In fact, she has visited their homes in France to derive inspiration for her own work. Most of these homes lie in the southeastern region of France called Provence, which provided scenery for many impressionist landscape paintings.
To understand Braithwaite’s feelings toward France, one needs only look back to the place where she grew up.
“Where we lived in Harlem, the buildings were all gray, dark brown, brick or whatever,” she said. “When I visited France and saw places like Nice and Monaco, I just loved the colors of the pink homes, the yellow homes, the beautiful flowers. I just thought it was — not heaven, but almost, just glorious. So for me it was the joy of the color.”
Just as the impressionist painters used vibrant color and light to depict their subject matter, Braithwaite has infused this technique into her paintings to bring an uplifting emotion to her viewers.
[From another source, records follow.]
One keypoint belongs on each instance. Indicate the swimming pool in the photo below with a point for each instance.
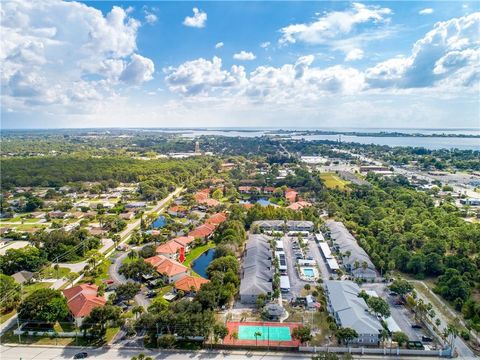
(308, 272)
(273, 333)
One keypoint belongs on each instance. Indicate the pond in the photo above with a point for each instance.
(159, 223)
(200, 264)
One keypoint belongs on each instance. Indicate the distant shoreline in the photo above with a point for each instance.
(406, 132)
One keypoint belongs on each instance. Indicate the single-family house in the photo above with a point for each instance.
(203, 232)
(136, 205)
(170, 249)
(216, 219)
(81, 300)
(291, 195)
(185, 241)
(127, 216)
(22, 277)
(209, 202)
(177, 210)
(190, 284)
(57, 214)
(171, 270)
(299, 205)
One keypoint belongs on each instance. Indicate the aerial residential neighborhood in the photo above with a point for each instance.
(239, 180)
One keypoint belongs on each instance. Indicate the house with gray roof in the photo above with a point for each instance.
(256, 277)
(351, 311)
(22, 277)
(355, 260)
(269, 225)
(299, 225)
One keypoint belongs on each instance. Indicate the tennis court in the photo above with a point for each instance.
(268, 334)
(274, 333)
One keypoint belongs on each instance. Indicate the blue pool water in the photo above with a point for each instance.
(159, 223)
(308, 272)
(263, 202)
(200, 264)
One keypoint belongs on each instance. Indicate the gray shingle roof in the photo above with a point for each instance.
(346, 242)
(257, 273)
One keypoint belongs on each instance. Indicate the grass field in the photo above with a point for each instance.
(51, 273)
(28, 289)
(6, 316)
(332, 181)
(196, 252)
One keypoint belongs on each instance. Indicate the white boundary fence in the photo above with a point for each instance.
(377, 351)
“When people see my paintings, I want them to feel the happiness there is, because there is so much unhappiness all around,” she mused. “People are not employed. They’re looking for jobs. Winter is not a good time when people feel happy. They feel depressed. So if you see something that brings you joy, have it around you.”
Braithwaite’s career path as a painter was an unlikely one. Growing up poor in Harlem, she was the eldest of nine children. Despite her family’s circumstances, her parents always made sure their children found a creative niche for themselves. All of the children learned to sing and play piano, some of them painted and others learned how to make and tailor clothing.
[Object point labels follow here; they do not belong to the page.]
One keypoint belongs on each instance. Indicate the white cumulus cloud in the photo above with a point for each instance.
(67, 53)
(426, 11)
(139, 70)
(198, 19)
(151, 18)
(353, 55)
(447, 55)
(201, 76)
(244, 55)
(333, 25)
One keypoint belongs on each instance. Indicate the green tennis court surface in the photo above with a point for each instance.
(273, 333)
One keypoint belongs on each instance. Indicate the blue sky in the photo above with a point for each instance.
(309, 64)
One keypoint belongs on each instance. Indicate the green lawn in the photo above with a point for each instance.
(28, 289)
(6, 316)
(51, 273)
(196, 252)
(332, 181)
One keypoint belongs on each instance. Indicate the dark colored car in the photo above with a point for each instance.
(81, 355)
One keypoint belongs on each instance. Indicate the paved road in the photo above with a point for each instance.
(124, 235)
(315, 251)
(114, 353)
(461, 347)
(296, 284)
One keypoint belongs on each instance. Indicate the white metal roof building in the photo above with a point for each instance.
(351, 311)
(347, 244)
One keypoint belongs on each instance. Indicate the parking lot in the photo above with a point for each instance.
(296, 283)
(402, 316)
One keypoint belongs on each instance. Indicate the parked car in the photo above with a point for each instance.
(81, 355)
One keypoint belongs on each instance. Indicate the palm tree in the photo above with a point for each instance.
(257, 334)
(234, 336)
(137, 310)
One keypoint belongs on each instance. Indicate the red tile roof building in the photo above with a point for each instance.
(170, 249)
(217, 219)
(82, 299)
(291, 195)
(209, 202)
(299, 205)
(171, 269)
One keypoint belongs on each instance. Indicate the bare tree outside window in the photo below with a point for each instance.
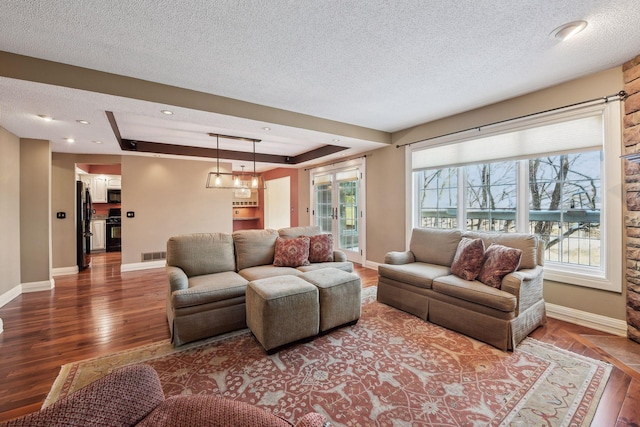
(565, 206)
(564, 202)
(491, 196)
Although Braithwaite declined a full-tuition scholarship to Howard University for voice, she says she has no regrets about her decision. She believes her first trip to France in the 1960’s was her “destiny,” which has led her to a fulfilling part-time career as a painter.
Besides immersing herself in art classes and exhibiting her work throughout New York, she has also participated in shows in Chicago and Provence, France.
Currently, Braithwaite is studying Japanese printmaking, which also played an influential role in the development of the Impressionist movement. In addition, she hopes to assemble a book of her paintings as a chronological account of her life.
No matter what her plans may be, Braithwaite always brings a passionate energy to her creations.
“There’s a spirit inside that moves you. Not everybody has it. I know I have it,” she said. “You’re not looking for perfection, the perfect thing. You’re looking for the joy of the color that brings excitement to you and you hope it brings excitement to everybody.”